The Washington Post
WASHINGTON – Troops from the Army’s 101st Airborne Division took control of the largest U.S. base in Afghanistan from the Marine Corps Saturday, a transfer signaling the intention of American forces to remain in the country indefinitely, defense officials said.
No formal ceremony marked the change of command at the Kandahar airport, but soldiers now occupy many of the bunkers and foxholes dug by the Marines.
“They’re going to pick up all the missions the Marines were doing – manning the gates, doing perimeter security and all that,” said Lt. Cmdr. Matthew Klee, a spokesman for the U.S. Central Command in Tampa.
The Marines took control of the Kandahar airport a month ago, moving up from a base they had established about 70 miles southwest of the city, a former stronghold for the deposed Taliban regime.
Marine expeditionary forces are not meant for long-term occupation, a role more typically assigned to heavier-equipped Army forces. Pentagon officials acknowledge that the soldiers could stay at Kandahar much longer than the Marines did, with the base serving as a staging area for military operations, including continued searches for al-Qaida hide-outs.
Many of the Marines have already redeployed to their ships in the Arabian Sea, where officials say they will be available for future, unspecified missions. The changeover is not yet complete, with more elements of the 101st yet to arrive, officials said.
The base at Kandahar remains a dangerous place, coming under fire last week as an Air Force C-17 carried a group of al-Qaida and Taliban detainees out of Kandahar to Cuba.
About 2,000 Marines were at Kandahar before they started returning to their ships. Military officials have said a similar number of Army troops will be based at Kandahar.
“We’re moving some Marine forces out, we’re moving some forces of the 101st in, and the general number of our forces in Afghanistan has remained about steady over the last couple of weeks,” Army Gen. Tommy Franks, head of the Central Command, said Friday during a news conference in Tampa, the command’s headquarters.
But Franks held open the possibility of expanding the U.S. force in Afghanistan, which currently numbers more than 4,000.
“That doesn’t mean it won’t go up in the future if it needs to, because it certainly will,” Franks said. “But what we’re looking at right now is a reasonably steady force structure inside the country.”
Eight thousand miles from Afghanistan, officials at the U.S. Naval Station at Guantanamo Bay, Cuba, said a four-member delegation from the International Committee of the Red Cross was continuing to interview al-Qaida and Taliban detainees Saturday. Some human rights groups have expressed concern about the conditions under which the detainees are being held.
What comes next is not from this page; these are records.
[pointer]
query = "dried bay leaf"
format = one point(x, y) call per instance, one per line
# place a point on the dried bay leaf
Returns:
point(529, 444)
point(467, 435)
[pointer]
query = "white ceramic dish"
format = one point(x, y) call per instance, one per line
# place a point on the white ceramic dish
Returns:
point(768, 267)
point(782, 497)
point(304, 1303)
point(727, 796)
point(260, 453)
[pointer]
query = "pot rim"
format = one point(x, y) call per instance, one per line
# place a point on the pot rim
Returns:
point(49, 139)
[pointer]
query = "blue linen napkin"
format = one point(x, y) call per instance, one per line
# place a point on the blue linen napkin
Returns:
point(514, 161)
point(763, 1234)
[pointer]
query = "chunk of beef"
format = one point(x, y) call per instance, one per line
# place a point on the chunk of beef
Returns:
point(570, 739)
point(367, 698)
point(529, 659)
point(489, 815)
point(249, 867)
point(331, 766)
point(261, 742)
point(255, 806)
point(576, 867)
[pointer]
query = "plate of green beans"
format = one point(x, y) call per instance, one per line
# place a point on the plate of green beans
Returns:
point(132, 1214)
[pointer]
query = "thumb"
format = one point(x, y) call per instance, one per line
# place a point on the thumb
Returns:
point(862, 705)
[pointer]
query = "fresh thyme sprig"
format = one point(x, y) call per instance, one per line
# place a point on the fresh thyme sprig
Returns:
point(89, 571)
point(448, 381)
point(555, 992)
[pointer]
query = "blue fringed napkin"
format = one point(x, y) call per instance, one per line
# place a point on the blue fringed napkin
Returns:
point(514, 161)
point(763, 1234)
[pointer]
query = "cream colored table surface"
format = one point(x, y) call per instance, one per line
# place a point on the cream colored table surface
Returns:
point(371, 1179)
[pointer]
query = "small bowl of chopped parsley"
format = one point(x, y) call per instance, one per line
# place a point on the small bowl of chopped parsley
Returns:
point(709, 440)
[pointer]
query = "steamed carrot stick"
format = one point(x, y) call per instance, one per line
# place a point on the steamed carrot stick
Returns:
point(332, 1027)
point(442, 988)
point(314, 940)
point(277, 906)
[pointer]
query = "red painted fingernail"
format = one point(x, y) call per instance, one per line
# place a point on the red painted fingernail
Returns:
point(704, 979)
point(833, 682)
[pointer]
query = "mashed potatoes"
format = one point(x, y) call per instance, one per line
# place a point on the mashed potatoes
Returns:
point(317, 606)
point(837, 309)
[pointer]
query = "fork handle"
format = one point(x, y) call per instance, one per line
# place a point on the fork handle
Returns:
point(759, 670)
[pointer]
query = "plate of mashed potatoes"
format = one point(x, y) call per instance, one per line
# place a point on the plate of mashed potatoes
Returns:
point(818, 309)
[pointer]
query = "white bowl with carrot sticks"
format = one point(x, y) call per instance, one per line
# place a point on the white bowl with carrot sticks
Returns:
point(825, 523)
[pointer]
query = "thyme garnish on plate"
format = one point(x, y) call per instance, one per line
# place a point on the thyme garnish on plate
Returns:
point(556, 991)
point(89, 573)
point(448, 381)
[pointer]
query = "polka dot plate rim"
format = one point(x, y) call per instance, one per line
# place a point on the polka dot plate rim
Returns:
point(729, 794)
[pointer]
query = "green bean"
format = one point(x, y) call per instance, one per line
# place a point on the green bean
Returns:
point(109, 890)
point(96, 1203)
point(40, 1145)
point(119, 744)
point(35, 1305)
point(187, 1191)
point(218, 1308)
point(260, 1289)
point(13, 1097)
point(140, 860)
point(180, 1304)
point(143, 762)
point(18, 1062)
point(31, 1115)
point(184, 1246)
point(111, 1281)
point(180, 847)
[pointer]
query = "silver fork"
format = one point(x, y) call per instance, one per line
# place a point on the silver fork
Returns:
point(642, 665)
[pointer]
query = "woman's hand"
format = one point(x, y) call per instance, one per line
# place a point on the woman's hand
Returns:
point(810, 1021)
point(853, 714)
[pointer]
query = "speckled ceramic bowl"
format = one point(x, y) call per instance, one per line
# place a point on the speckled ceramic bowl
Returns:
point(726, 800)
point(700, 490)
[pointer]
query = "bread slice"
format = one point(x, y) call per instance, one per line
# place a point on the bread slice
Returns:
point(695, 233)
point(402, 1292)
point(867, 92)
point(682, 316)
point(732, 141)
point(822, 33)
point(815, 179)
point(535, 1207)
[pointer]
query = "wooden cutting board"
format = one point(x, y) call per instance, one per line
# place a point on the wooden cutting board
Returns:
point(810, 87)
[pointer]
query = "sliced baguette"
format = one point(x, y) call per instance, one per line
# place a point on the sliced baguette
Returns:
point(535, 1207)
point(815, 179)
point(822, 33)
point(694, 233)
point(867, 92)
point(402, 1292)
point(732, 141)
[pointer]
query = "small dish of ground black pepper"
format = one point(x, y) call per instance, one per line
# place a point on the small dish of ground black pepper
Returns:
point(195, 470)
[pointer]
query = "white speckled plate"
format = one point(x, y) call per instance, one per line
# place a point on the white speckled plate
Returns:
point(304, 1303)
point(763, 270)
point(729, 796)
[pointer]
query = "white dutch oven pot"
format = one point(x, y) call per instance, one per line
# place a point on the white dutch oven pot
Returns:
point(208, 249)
Marine Brig. Gen. Michael Lehnert, commander of the task force running the prison, disclosed Saturday that one detainee bit a military policeman on the forearm Wednesday as the prisoner was being transferred from one unit to another. The bite did not break the skin on the soldier’s arm, Lehnert told reporters in Guantanamo Bay.
The United States has moved 110 detainees to the base. Six Algerian terrorist suspects transferred to U.S. military custody by Bosnian officials Friday are also expected to be sent to Guantanamo Bay, U.S. officials have said.
An additional 321 detainees remain in U.S. custody in Afghanistan, with many of them expected to be transferred to Guantanamo Bay.